Washington DC police “kettled” protesters, employed indiscriminate violence and arrested hundreds. They fired on the crowd with chemical agents, pepper spray, rubber bullets and crowd control grenades. Protesters claim the police sexually assaulted detainees. An American Civil Liberties Union lawsuit currently underway against the DC police alleges that officers knocked a ten-year-old boy to the ground and pepper-sprayed his mother.

A document obtained by Democracy In Crisis and The Real News Network through a Freedom of Information Act request shows that police deployed weapons on at least 191 occasions over the course of the day. Police fired 74 sting ball grenades, a type of “non-lethal” explosive that ejects rubber balls in a radius surrounding the device’s point of impact. A total of 230 people were arrested.

The police crackdown occurred under the purview of the outgoing Obama administration, and the new Trump administration wasted no time attempting to make an example of the protesters. Prosecutors initially charged 214 of the arrested with “felony rioting,” a charge that carries a maximum sentence of 10 years in prison. In April, a grand jury issued additional charges.

So far, 20 people have pleaded guilty. The first round of trials involving six defendants collapsed late last year, with the jury acquitting all of the defendants. One hundred and eighty-eight defendants still await trial, many facing up to 50 years in prison.

Under Trump, every effort has been made to stack the courts against the accused. DC Superior Court Judge Lynn Leibovitz, chosen to oversee the trials, has a long anti-protestor record and is notorious for her authoritarian views. The prosecution has made clear it intends to seek the maximum sentence for any and all defendants who are convicted.

The prosecution is basing itself on the concept of collective punishment: anyone present at the Disrupt J20 protest is criminally liable. In the words of Assistant US Attorney Jennifer Kerkhoff, “A person can be convicted of rioting without breaking a window. It is the group who is the danger, the group who is providing the elements.”

This case, made by the prosecution with Trump’s blessing, stands in direct violation of the First Amendment of the US Constitution, which prohibits “abridging the freedom of speech, or of the press; or the right of the people peaceably to assemble, and to petition the Government for a redress of grievances.” The government’s case is also in violation of international law. The concept of collective punishment is characterized as a war crime under the 1949 Geneva Convention.

The first round of trials underscored the alliance of the police with fascistic elements. The prosecution presented doctored video footage from known far-right extremist groups such as Project Veritas and the Oath Keepers militia. It also has become clear that police infiltrators attended Disrupt J20 meetings prior to the day of the protest. Investigators have since begun spying on social media accounts of individuals who “liked,” interacted with, or even visited the Disrupt J20 Facebook page.

Were such a travesty of democracy to occur in Iran, North Korea, Russia or China, Trump and the mainstream press would be quick to denounce it in the harshest terms.

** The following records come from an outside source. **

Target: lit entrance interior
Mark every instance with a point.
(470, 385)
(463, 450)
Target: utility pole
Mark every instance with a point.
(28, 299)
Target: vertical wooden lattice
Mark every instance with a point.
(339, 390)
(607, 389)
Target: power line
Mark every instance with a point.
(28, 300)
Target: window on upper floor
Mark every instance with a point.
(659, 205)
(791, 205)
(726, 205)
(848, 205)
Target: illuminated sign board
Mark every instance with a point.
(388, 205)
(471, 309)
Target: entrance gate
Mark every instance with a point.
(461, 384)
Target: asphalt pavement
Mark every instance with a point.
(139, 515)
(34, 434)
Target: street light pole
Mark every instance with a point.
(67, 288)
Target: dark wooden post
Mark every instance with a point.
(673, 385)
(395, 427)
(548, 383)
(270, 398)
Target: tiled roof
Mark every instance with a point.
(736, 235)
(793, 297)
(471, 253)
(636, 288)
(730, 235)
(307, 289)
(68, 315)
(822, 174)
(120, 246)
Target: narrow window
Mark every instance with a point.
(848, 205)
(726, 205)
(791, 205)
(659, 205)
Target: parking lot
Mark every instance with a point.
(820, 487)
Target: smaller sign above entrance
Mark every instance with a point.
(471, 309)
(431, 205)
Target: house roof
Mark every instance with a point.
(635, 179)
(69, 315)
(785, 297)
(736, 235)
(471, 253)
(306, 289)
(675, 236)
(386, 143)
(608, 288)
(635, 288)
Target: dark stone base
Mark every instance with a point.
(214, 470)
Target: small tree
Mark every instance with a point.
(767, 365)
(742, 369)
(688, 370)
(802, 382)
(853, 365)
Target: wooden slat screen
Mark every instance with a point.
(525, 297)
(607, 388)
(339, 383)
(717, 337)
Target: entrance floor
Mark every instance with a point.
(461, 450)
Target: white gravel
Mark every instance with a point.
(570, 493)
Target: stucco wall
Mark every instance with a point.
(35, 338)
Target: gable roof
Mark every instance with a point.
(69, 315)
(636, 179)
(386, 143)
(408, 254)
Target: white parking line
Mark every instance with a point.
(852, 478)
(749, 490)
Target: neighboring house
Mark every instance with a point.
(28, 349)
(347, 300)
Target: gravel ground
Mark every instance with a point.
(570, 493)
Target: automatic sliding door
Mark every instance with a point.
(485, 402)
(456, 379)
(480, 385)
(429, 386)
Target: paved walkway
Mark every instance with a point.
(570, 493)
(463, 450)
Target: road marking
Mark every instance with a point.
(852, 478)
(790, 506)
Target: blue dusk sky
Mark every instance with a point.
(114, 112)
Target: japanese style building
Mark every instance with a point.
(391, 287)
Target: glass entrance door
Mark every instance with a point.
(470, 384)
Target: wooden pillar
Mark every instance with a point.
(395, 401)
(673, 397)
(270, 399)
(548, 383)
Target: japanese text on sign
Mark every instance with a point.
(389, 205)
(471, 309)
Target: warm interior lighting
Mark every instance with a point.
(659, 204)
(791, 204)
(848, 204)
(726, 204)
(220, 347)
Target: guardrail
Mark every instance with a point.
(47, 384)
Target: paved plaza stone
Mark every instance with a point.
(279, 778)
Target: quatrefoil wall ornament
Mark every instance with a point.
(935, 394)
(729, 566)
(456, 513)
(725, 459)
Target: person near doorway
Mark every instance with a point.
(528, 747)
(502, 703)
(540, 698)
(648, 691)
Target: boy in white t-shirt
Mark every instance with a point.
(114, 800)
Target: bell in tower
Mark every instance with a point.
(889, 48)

From the outset of his administration, Trump has time and time again expressed his utter contempt for the right to freedom of expression. He has on numerous occasions threatened to ban individual reporters and even entire news organizations that published material presenting him in an unfavorable light. Last September, he called on the National Football League to fire any “son of a bitch” who kneeled in protest of police violence and racism during the pledge of allegiance.

In July of last year, Trump told police and immigration agents in Long Island, New York that he loved watching criminal suspects “get thrown into the back of a paddy wagon.” He urged them to rough up people being detained, saying, “Please don’t be too nice.”

Equally hypocritical is Trump’s feigning sympathy for the plight of the Iranian working class. The demonstrations in Iran stem from working class anger over the rising cost of living, mass unemployment, austerity measures, deepening social inequality and political repression. These are the same basic problems, exacerbated by Trump’s massive tax cut for the rich and deregulation of big business, confronting the American working class.